11. Referente ontvangt een bijstandsuitkering en voldoet daarmee niet aan de het middelenvereiste. Zij beroept zich op de vrijstelling van het middelenvereiste en verwijst naar het arbeidskundig rapport van 24 oktober 2019 waarin zij gedeeltelijk is ontheven van haar verplichting tot arbeidsinschakeling en naar het arbeidskundig rapport en de brief van het UWV van 28 februari 2020 waarin staat dat zij gedurende een half jaar voor maximaal 25 uur per week belastbaar is voor werk. Verweerder heeft zich op het standpunt kunnen stellen dat referente hiermee niet heeft aangetoond dat zij volledig is vrijgesteld om aan het middelenvereiste te voldoen. Uit deze rapporten blijkt voorts niet dat het niet te verwachten is dat referente binnen één jaar volledig kan gaan werken of dat zij ook na 24 oktober 2020 nog voor maximaal 25 uur kan werken of dat zij nimmer aan het middelenvereiste zal kunnen voldoen zoals ter zitting is gesteld. Verweerder heeft terecht ter zitting opgemerkt dat de situatie wat dat betreft onduidelijk is.
12. Op grond van wat hiervoor is overwogen is de rechtbank van oordeel dat het beroep van eiseres op schending van de hoorplicht ook faalt. Eiseres heeft in bezwaar geen omstandigheden aangevoerd die anders zijn dan wat zij heeft gesteld voorafgaand aan het primaire besluit. De in bezwaar aanvullend overgelegde stukken hoefden voor verweerder geen aanleiding te vormen om tot horen over te gaan.

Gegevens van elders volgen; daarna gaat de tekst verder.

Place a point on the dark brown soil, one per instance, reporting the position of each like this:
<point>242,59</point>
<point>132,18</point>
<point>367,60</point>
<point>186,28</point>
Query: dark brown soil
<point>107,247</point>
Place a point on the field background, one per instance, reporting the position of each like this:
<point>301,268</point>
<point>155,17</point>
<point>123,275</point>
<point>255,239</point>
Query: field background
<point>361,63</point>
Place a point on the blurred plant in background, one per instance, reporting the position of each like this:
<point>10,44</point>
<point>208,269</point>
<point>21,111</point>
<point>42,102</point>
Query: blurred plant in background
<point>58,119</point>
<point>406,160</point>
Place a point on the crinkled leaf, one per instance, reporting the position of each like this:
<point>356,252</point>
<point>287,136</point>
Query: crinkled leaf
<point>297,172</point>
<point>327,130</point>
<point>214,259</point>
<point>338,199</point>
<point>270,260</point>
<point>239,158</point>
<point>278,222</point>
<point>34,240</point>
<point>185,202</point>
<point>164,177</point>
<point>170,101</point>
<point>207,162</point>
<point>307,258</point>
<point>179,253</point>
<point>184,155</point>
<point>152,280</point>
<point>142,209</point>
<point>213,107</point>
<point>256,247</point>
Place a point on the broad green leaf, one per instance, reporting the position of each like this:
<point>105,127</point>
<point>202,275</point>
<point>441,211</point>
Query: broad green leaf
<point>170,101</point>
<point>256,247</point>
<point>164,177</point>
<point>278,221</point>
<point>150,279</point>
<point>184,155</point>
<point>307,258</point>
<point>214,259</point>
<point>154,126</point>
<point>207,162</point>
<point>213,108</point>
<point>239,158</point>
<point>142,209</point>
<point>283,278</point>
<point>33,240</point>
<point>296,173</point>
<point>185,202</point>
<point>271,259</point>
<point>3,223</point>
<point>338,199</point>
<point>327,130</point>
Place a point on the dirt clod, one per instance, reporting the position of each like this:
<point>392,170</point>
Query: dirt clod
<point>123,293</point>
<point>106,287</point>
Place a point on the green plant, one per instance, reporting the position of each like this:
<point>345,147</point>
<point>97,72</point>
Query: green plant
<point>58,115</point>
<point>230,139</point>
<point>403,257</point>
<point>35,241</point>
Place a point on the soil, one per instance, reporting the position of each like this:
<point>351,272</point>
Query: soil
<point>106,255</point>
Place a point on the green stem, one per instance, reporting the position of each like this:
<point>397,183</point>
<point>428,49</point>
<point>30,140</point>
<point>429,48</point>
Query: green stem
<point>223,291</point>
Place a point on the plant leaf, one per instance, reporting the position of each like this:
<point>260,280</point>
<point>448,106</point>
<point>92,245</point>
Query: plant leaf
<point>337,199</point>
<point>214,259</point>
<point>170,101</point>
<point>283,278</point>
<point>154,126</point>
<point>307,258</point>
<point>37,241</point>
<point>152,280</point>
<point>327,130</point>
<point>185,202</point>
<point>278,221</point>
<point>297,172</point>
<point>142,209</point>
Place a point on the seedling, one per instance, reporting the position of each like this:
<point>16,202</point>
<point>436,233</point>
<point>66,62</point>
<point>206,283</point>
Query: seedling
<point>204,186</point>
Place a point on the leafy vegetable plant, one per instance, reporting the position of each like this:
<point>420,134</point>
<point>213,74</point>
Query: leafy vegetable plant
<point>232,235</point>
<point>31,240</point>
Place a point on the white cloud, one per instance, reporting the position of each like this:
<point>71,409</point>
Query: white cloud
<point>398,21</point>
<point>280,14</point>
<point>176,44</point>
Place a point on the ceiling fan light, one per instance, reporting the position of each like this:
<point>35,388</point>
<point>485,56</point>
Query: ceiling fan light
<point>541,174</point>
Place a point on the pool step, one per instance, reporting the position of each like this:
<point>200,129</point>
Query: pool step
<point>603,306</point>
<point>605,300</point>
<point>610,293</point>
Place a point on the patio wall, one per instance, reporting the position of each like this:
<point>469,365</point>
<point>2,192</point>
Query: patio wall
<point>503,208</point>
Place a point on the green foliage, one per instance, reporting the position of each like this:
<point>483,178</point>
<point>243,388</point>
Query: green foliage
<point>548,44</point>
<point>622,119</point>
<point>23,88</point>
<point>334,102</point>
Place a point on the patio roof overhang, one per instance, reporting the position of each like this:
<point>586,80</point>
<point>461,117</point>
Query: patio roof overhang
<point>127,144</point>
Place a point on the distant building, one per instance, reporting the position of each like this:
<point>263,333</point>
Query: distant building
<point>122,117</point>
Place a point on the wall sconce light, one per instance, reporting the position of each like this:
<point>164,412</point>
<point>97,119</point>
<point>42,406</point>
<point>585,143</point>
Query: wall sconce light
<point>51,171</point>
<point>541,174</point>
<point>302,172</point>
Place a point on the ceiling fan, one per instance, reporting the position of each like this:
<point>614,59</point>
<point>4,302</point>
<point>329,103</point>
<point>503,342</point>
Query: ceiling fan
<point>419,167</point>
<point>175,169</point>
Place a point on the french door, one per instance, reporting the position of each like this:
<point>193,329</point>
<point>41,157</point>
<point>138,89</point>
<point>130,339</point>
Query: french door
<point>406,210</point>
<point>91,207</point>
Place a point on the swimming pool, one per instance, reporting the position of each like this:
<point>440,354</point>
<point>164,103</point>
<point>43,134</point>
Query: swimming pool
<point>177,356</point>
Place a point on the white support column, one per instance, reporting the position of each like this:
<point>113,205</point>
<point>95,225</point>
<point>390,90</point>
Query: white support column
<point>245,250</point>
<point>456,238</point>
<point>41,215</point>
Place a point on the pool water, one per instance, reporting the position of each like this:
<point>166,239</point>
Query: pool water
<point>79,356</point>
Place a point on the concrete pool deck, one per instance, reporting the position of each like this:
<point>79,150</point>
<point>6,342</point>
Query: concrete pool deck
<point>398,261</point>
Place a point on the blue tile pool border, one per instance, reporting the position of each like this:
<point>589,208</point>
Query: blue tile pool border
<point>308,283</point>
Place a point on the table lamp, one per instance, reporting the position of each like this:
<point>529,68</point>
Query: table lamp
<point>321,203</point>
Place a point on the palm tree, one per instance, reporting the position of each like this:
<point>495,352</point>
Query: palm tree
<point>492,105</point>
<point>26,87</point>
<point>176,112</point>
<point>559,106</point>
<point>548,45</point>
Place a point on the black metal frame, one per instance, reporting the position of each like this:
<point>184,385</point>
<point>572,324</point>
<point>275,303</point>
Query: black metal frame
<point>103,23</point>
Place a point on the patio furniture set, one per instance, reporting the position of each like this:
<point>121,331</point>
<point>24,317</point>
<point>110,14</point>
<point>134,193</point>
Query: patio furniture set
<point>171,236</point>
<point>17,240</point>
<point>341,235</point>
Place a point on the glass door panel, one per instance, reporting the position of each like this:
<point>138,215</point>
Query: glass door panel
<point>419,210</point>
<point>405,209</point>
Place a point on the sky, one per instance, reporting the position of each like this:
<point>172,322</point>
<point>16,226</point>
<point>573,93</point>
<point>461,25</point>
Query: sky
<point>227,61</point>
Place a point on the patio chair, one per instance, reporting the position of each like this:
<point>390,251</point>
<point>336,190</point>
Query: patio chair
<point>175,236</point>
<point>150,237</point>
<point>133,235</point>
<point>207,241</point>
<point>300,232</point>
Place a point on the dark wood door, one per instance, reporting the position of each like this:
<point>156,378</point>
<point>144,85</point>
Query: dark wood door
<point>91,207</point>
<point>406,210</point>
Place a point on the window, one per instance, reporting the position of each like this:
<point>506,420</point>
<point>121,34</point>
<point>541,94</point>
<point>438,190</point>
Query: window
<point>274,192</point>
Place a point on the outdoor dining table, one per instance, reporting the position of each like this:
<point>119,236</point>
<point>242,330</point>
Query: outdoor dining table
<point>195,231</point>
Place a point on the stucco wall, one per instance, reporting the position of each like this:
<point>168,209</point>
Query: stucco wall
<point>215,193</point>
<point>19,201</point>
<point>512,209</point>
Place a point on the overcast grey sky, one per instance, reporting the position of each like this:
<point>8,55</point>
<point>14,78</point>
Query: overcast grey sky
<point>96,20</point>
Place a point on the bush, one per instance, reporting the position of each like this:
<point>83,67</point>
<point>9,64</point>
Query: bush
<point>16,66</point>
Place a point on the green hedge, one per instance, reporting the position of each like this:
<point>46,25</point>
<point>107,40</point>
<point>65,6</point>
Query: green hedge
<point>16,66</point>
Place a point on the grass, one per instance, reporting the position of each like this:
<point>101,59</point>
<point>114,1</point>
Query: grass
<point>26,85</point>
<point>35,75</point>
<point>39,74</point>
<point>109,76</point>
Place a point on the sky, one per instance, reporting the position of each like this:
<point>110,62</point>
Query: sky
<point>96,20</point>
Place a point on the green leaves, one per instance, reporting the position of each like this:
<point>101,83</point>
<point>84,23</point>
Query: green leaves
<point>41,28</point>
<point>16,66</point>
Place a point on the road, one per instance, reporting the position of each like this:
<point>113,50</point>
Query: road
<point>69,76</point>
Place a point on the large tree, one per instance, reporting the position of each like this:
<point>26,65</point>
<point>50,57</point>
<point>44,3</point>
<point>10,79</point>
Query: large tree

Evenmin heeft eiseres haar stelling dat zij de dochter van referente is, noch de feitelijke invulling van het gezinsleven nader onderbouwd. De in bezwaar overgelegde stukken, zijn hiertoe onvoldoende gebleken. Verweerder heeft zich daarom op het standpunt kunnen stellen dat het op voorhand duidelijk was dat het bezwaar niet kon leiden tot een andere uitkomst en dat daarover geen redelijke twijfel mogelijk was.
13. Het beroep is ongegrond.
14. Voor een proceskostenveroordeling bestaat geen aanleiding.